Soudain, notre guide Nathalie, fusil à l’épaule, en silence, pointe de son index le pied de la montagne ! Ce point en mouvance, qu’est-ce que c’est ? On n’y croit pas mais, c’est bien lui, progressant parmi un enchevêtrement de glaces fracturées, c’est lui….. Nanuk, le redoutable et redouté ours polaire. Dès lors on oublie le froid qui nous enveloppait durant l’attente. On oublie l’envie d’un café fumant…. On oublie tout, concentré sur cette masse blanchâtre qui se dirige vers nous d’un pas assuré !

           Massif, majestueux dans ce paysage dramatique, il avance lentement, relevant le museau pour mieux humer l’air qui le guide jusqu’à sa proie ! Hésitant, il prend un élan pour franchir un passage en eau libre. Il bondit, la glace cède sous son poids, il se redresse, et accède à une parcelle épaisse et solide, fourrure ruisselante. Maintenant il est proche, 70 m... 80 m ? Nous sommes sur le qui-vive, prêts à déguerpir au moindre signe de danger. Il hume encore l’air dans notre direction puis tourne la tête et chemine vers la carcasse de narval abandonnée par des chasseurs Inuits.

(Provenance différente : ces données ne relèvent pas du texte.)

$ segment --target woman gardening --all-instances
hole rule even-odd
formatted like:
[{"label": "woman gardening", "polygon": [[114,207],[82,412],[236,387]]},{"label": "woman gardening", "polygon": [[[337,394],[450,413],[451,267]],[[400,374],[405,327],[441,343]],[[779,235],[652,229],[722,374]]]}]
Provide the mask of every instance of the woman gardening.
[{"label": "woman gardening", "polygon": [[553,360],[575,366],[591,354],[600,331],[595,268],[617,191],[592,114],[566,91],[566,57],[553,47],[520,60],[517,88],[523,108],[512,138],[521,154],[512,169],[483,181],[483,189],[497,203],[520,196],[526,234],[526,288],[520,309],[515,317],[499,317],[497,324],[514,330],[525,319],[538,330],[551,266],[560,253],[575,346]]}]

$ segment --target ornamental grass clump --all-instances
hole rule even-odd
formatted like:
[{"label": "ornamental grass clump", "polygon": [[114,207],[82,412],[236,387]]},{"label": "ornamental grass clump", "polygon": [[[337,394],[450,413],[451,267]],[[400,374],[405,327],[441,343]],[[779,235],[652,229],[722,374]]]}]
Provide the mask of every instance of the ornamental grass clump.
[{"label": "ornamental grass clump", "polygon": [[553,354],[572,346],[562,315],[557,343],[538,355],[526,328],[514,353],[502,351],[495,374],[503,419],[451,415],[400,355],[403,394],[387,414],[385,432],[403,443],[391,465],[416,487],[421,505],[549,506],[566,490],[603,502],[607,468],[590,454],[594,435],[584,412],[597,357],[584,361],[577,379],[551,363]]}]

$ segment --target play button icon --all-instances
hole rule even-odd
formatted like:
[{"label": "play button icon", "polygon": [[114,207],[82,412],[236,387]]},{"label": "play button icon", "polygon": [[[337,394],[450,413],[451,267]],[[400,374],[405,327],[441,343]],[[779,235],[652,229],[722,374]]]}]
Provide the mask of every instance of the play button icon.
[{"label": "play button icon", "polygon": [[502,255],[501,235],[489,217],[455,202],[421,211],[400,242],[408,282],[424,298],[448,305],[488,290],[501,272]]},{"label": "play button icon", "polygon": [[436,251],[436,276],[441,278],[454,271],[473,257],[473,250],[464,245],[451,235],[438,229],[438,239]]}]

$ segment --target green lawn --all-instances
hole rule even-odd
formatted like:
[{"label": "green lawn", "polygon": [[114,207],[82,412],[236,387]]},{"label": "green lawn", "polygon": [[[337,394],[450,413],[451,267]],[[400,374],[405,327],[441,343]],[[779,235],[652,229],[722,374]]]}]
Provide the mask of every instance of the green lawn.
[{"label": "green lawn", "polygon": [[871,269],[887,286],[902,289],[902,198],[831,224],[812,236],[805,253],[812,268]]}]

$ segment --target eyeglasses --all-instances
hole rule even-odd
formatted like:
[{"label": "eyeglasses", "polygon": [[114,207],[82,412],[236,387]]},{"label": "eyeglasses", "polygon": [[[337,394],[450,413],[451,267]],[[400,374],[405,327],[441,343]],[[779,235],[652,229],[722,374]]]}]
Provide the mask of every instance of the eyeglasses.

          Le silence s’installe. Nous retenons notre souffle. Non, je ne rêve pas, nous sommes au royaume de Thulé, à la table de son monarque ! Le temps d’une dégustation et Messire reprend son chemin vers l’horizon, droit sur un soleil pâle qui remonte timidement dans le ciel. Il est plus de 3 heures du matin ! Reprenant la même direction, nous rentrons au camp, les yeux portés sur cette imposante silhouette qui s’éloigne comme elle s’était approchée.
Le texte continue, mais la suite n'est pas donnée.